How to write a Java-based HTML-Crawler?

It's actually a task from my test work. First idea that came to me is: Use an instance of XMLReader to fetch a page, then use regular expression to parse, save the results with the help of XMLWriter. Such a way seems naive, but almost non-usable! So let me explain the difficulty which can be confronted.


1. Internet is a mess.



There are too many web pages in the cyberspace that do NOT pay any attention to the web standard (X)HTML. So we can see a lot of nested tags, unpaired tags and even worse, badly programmed JavaScript may be in just one page.



2. Ads are confusing.


Now come Advertisements with different formats, e.g. Text, Flash, Images and Videos(!). Most of them live with a lot of JavaScript to improve their impact. Some use even non-standard tags such as <noscript> or browser-specific tags.

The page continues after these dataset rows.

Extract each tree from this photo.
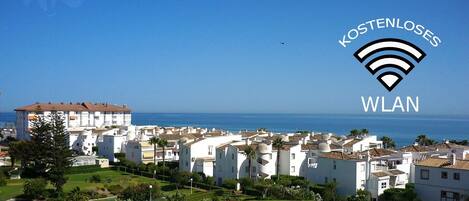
[360,128,369,135]
[347,190,371,201]
[158,139,168,167]
[29,116,53,178]
[23,178,47,199]
[243,145,256,178]
[8,141,34,170]
[415,134,436,146]
[0,171,7,186]
[272,137,285,181]
[91,146,99,155]
[148,136,160,165]
[380,136,396,149]
[46,112,72,193]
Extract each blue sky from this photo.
[0,0,469,114]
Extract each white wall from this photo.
[415,166,469,201]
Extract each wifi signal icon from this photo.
[353,38,426,91]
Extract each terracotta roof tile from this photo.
[321,151,359,160]
[417,158,469,170]
[15,102,130,112]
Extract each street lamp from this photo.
[148,185,153,201]
[191,178,193,194]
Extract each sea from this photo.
[0,113,469,146]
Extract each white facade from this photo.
[305,149,412,199]
[179,135,241,176]
[415,158,469,201]
[15,103,132,140]
[342,135,383,153]
[98,130,127,162]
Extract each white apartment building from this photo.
[15,102,132,140]
[98,133,127,162]
[415,154,469,201]
[179,135,241,176]
[125,134,197,164]
[214,139,277,185]
[305,149,412,200]
[340,135,383,153]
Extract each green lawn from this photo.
[0,170,209,200]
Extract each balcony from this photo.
[374,165,388,171]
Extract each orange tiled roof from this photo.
[321,151,359,160]
[15,102,130,112]
[417,158,469,170]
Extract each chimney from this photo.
[449,153,456,165]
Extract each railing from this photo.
[110,166,225,191]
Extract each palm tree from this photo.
[380,136,396,149]
[158,139,168,167]
[415,134,436,146]
[360,128,369,135]
[148,136,160,165]
[272,137,285,181]
[243,145,256,179]
[349,129,360,137]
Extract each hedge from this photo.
[65,165,106,174]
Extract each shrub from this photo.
[66,165,103,174]
[222,179,238,190]
[0,172,7,186]
[239,177,254,190]
[204,176,215,186]
[107,184,124,195]
[118,183,161,201]
[65,187,90,201]
[88,174,101,183]
[166,191,187,201]
[23,178,47,199]
[174,171,192,186]
[192,173,203,183]
[243,186,262,197]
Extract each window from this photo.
[381,182,388,189]
[360,164,365,172]
[453,172,459,180]
[208,145,213,155]
[440,191,460,201]
[441,171,448,179]
[420,169,430,180]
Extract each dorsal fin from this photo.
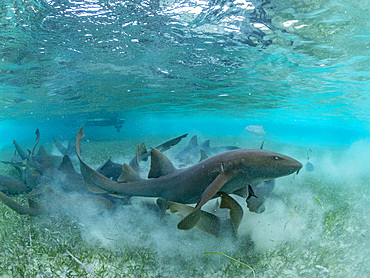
[201,140,211,149]
[36,146,48,161]
[139,143,147,155]
[189,135,198,147]
[40,154,53,168]
[28,198,40,210]
[199,150,208,162]
[58,155,77,173]
[117,163,141,182]
[148,148,176,178]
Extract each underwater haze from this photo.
[0,0,370,277]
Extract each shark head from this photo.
[218,149,302,183]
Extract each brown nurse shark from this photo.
[76,128,302,235]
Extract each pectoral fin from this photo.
[177,173,231,230]
[167,202,221,237]
[218,192,243,237]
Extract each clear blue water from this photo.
[0,0,370,144]
[0,0,370,277]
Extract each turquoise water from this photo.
[0,0,370,277]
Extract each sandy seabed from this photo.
[0,134,370,277]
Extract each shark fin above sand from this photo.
[117,163,141,182]
[136,143,148,161]
[199,150,208,162]
[148,148,176,178]
[218,192,244,237]
[177,172,232,230]
[58,155,77,174]
[0,191,45,216]
[167,201,221,237]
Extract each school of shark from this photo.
[0,128,302,237]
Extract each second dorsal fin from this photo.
[148,148,176,178]
[58,155,77,174]
[117,163,141,182]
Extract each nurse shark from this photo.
[76,128,302,235]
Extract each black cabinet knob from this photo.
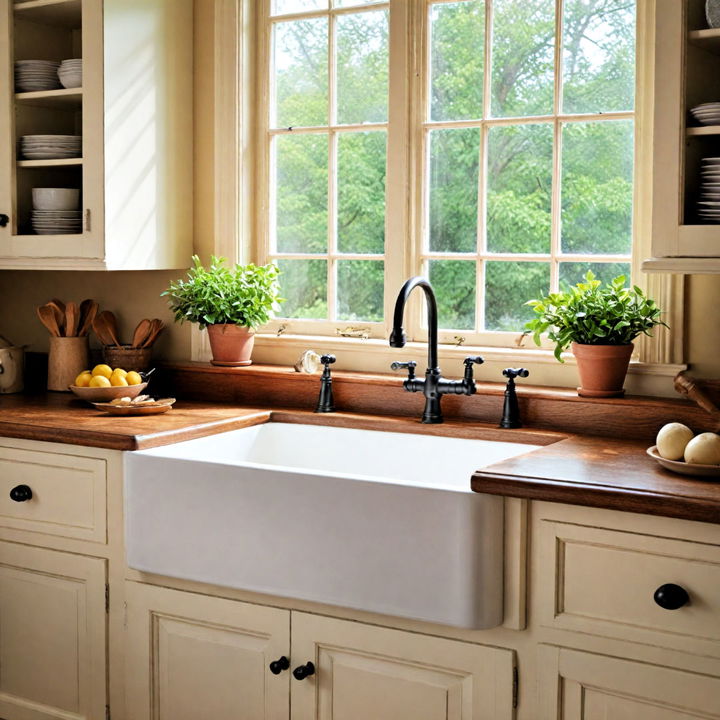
[10,485,32,502]
[293,662,315,680]
[270,655,290,675]
[653,583,690,610]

3. Ajax is not so user-friendly.

We all love to use Ajax technology. A typical Ajax use case is to let some texts loaded dynamically, then it results a severe problem with a HTML-Parser. If the parser saves the fetched HTML-page in a cache, the cache file contains a lot of JavaScript which load elements later. So with the cache file we cannot get what we want normally.


What can we do with all those?


The current popular solution is to use the HTML or Webpage validation tools! Between different libraries HTMLUnit will fit our requirement exactly. The project describes itself as a "GUI-Less browser for Java programs". So we can handle a webpage just like we see it in our browser. The above disadvantages could be then avoided.


Interesting is, HTMLUnit is originally a java unit testing framework for testing web based applications. It is similar in concept to HTTPUnit but is very different in implementation.


For beginners, HTMLUnit provides a very simple documentation to "Get Started". With the examples provided on the website it's okay to write a HTML-Crawler now.